Who decides what I need to know?

You can decide that, but you can't pretend there is a legitimate reason for needing that information other than you want it.

 

46 minutes ago, TechyBen said:

Who needs to show SMR is at fault? Can I not decide if I buy a product or not based on what it is?

 

We do. People have tested the SMR. There is a performance gap. It has been tested.

Link or citation please. 

 

46 minutes ago, TechyBen said:

I did not claim it's "important", I claimed consumers asked to know. They wish to know. It *may* be important. The colour is *not* important to me, buy *may* be to others.

If it's not important then why do you need to know so badly?

 

46 minutes ago, TechyBen said:

So to you, SMR is not important, then you decide it must not be to them. The colour of the HDD is not important to you, so you decide the colour is not to others.

SMR is only a problem if there is evidence to show it is.  You may as well try to claim the oxide coatings they use is a problem because they haven't told you what they use. Some oxides are better than others so they should have to list it right?   Because it must be important to someone.  No, they don't have to list it and unless you have a reason to demand they list it then trying to argue that it is important to someone isn't a good enough reason.

 

 

46 minutes ago, TechyBen said:

You don't get to make that decision, and thus RGB SSDs exist. And people asking for PMR exists! (At least while PMR exists in their rigs and there is a choice, when all drives go to SMR we can revisit this discussion, as with the old Tube displays, some benefits some drawbacks... :P ).

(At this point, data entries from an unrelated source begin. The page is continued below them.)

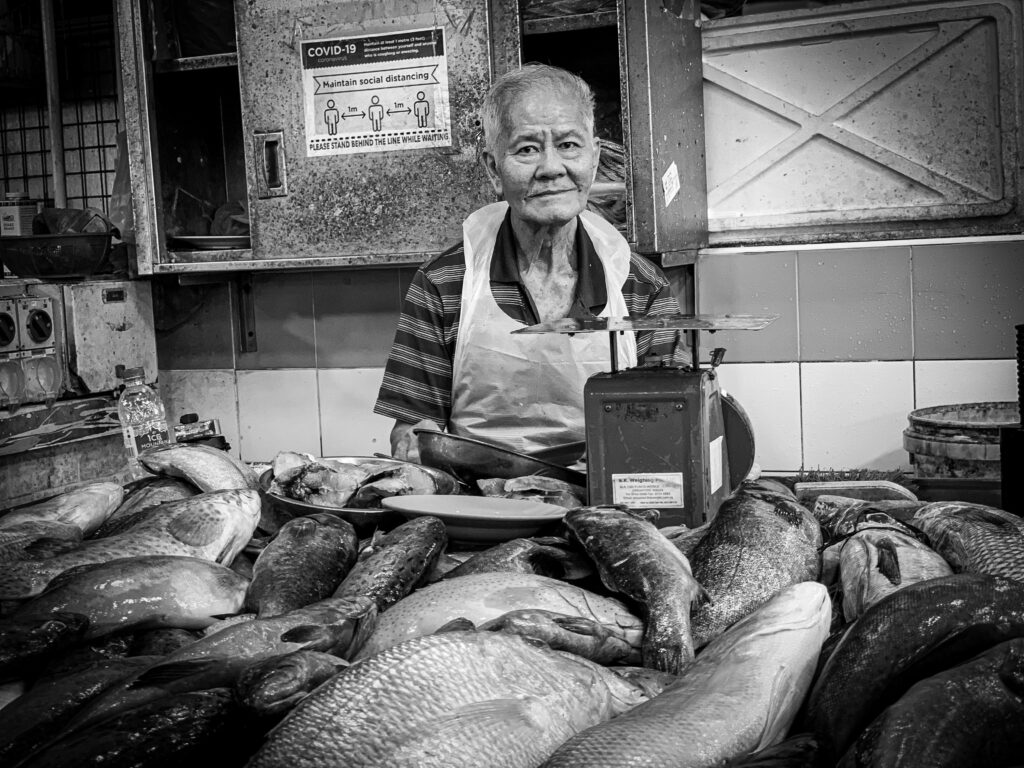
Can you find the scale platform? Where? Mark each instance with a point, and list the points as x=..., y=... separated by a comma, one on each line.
x=662, y=436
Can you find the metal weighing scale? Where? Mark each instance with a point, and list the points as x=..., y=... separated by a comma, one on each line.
x=662, y=436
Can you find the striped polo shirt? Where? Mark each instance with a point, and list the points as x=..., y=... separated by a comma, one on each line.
x=418, y=377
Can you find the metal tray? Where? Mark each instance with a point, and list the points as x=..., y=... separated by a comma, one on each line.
x=360, y=518
x=470, y=460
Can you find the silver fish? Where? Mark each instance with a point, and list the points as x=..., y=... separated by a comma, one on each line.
x=458, y=698
x=635, y=559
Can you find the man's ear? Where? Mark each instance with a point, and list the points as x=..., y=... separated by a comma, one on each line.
x=489, y=164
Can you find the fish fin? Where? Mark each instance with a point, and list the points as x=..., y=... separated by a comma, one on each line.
x=457, y=625
x=171, y=672
x=580, y=626
x=196, y=526
x=888, y=563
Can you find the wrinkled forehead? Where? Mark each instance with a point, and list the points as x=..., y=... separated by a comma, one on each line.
x=550, y=105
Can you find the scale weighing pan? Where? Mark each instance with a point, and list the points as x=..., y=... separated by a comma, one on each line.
x=471, y=460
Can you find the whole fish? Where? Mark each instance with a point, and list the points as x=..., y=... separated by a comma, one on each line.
x=195, y=728
x=975, y=539
x=212, y=526
x=268, y=689
x=160, y=642
x=840, y=515
x=741, y=693
x=910, y=634
x=338, y=626
x=584, y=637
x=968, y=715
x=686, y=540
x=400, y=559
x=137, y=593
x=206, y=468
x=34, y=539
x=303, y=563
x=141, y=496
x=402, y=479
x=458, y=698
x=876, y=562
x=481, y=597
x=26, y=643
x=635, y=559
x=160, y=680
x=759, y=543
x=85, y=508
x=548, y=556
x=797, y=752
x=43, y=711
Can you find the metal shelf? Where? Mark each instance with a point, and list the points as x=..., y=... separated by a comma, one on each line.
x=193, y=64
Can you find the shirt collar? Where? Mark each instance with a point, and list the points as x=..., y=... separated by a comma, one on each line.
x=591, y=290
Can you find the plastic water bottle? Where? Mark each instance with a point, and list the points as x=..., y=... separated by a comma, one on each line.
x=143, y=420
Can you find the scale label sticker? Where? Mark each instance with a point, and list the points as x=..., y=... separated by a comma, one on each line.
x=670, y=183
x=647, y=489
x=376, y=93
x=715, y=460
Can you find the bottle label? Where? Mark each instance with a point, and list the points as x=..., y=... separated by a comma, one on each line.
x=141, y=437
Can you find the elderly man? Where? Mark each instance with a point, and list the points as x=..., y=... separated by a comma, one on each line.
x=536, y=256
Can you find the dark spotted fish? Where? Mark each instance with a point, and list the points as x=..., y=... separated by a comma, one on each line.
x=304, y=562
x=635, y=559
x=975, y=539
x=399, y=560
x=759, y=543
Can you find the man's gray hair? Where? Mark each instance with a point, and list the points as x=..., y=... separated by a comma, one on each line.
x=511, y=86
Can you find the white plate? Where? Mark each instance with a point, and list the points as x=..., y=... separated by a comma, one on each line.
x=479, y=518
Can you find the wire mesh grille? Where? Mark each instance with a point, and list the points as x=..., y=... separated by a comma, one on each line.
x=89, y=107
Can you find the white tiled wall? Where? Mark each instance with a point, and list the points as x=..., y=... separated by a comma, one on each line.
x=805, y=415
x=854, y=414
x=278, y=411
x=348, y=425
x=770, y=394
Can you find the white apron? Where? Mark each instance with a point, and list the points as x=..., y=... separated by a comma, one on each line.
x=525, y=390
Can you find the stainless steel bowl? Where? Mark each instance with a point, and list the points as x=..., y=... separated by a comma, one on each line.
x=471, y=460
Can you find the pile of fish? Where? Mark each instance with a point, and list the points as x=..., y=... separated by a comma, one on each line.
x=171, y=622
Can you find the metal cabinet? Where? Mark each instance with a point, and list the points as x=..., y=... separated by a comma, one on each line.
x=342, y=133
x=867, y=121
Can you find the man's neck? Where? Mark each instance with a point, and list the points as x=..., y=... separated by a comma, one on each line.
x=545, y=250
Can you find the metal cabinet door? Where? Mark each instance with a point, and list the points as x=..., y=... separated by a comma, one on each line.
x=315, y=76
x=870, y=121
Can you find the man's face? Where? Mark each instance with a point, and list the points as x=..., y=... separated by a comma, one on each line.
x=545, y=163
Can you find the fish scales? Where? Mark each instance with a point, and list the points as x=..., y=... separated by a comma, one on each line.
x=142, y=592
x=452, y=699
x=401, y=558
x=206, y=468
x=758, y=544
x=876, y=562
x=635, y=559
x=304, y=562
x=975, y=539
x=482, y=597
x=212, y=526
x=977, y=707
x=910, y=634
x=741, y=694
x=86, y=507
x=43, y=710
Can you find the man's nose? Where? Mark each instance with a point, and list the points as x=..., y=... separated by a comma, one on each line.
x=551, y=163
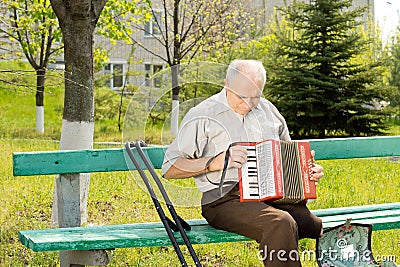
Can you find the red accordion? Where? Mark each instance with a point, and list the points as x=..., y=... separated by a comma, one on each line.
x=277, y=171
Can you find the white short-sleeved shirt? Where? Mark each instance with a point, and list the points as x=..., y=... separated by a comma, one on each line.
x=209, y=128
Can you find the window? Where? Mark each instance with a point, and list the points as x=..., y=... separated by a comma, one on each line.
x=117, y=74
x=152, y=27
x=151, y=78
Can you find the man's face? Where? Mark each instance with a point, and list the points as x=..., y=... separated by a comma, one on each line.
x=243, y=94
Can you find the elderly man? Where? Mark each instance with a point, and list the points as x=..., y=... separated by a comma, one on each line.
x=239, y=113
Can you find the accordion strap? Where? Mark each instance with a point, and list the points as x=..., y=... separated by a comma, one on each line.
x=226, y=162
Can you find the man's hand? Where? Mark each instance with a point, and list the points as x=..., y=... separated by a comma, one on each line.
x=318, y=170
x=238, y=156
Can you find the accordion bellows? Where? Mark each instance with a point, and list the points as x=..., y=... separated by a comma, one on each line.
x=277, y=171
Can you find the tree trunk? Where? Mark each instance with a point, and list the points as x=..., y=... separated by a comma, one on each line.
x=78, y=20
x=175, y=70
x=40, y=79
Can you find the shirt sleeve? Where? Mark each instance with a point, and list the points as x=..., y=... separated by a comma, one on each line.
x=189, y=142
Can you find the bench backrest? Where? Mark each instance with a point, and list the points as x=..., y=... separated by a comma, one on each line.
x=115, y=159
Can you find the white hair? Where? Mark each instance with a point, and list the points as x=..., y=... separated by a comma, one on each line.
x=251, y=69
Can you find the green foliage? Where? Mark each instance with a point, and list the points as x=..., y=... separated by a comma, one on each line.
x=394, y=67
x=34, y=26
x=118, y=19
x=116, y=198
x=317, y=82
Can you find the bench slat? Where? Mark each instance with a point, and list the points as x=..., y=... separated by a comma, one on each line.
x=153, y=234
x=104, y=160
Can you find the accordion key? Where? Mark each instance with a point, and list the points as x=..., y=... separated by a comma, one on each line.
x=277, y=171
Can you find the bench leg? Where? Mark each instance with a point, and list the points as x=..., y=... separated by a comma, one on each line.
x=84, y=257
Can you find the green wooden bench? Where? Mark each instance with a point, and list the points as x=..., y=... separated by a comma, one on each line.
x=381, y=216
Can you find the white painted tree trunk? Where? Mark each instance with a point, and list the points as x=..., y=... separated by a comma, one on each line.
x=174, y=117
x=40, y=119
x=74, y=135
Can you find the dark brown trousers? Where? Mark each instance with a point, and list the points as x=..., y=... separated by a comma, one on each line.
x=277, y=228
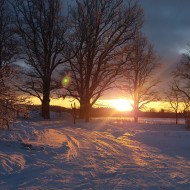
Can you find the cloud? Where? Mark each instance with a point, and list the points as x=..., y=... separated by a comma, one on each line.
x=167, y=25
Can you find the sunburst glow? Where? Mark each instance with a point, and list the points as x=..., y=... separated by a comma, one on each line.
x=121, y=104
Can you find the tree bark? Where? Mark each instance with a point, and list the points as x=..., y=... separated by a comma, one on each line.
x=87, y=111
x=46, y=100
x=176, y=118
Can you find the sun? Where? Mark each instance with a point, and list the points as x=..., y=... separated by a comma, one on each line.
x=121, y=104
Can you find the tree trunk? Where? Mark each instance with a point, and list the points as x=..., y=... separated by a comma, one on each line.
x=87, y=111
x=176, y=118
x=82, y=109
x=46, y=100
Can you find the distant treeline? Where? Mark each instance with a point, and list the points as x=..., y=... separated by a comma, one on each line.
x=111, y=112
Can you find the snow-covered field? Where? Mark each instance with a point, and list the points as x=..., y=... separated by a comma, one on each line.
x=103, y=154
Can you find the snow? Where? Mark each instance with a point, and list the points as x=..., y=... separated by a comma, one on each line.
x=102, y=154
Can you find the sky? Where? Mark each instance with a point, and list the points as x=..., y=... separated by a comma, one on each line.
x=167, y=26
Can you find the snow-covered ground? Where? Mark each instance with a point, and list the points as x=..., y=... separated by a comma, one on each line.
x=103, y=154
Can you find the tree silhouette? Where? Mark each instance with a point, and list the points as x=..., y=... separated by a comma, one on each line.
x=138, y=81
x=41, y=28
x=100, y=29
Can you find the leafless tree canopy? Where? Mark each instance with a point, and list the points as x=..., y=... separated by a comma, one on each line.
x=41, y=27
x=182, y=75
x=99, y=31
x=138, y=80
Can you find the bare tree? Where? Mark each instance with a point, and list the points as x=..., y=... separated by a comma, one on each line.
x=182, y=74
x=100, y=28
x=41, y=28
x=138, y=81
x=174, y=97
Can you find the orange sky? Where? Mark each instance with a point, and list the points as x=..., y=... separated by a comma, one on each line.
x=119, y=103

I am not making that decision.  I am pointing out that claiming SMR is a spec that is necessary to know without being able to provide evidence to show why (again, that is evidence that there is an issue that can only be overcome/mitigated by labeling the drive as being an SMR drive) does not make it an important or necessary spec to list. 

 

 

Replace SMR in any one of your arguments with any of these components and you will see how pointless the demand is without evidence:

 

-oxidde coating

-size of coil

-magnet core material

-IC manufacturer

-specific code in the bios

-static mitigation architecture

-PS ripple rejection topology in the signal amplifier.

 

 

There are lots of specs we don't know and will never know.  Demanding that they tell me what coating they use because some oxides are not as good and I don't want a sub performing HDD is silly when you can already just not buy a sub performing HDD.  Knowing the oxide layer is causing it to perform slower doesn't suddenly give you any more usable information than you had before.  You already know not to use a ST2000DM001 in a raid and expect top performance or longevity, knowing it has SMR doesn't change that knowledge, finding out it uses an aluminum oxide instead of some other oxide doesn't suddenly make it any less suitable.

 

Here's a bunch of benchmarks of various drives:

https://www.harddrivebenchmark.net/large_drives.html

If SMR genuinely is big enough to cause a serious issue then those drives will fall down the list naturally. 

 

Grammar and spelling is not indicative of intelligence/knowledge.  Not having the same opinion does not always mean lack of understanding.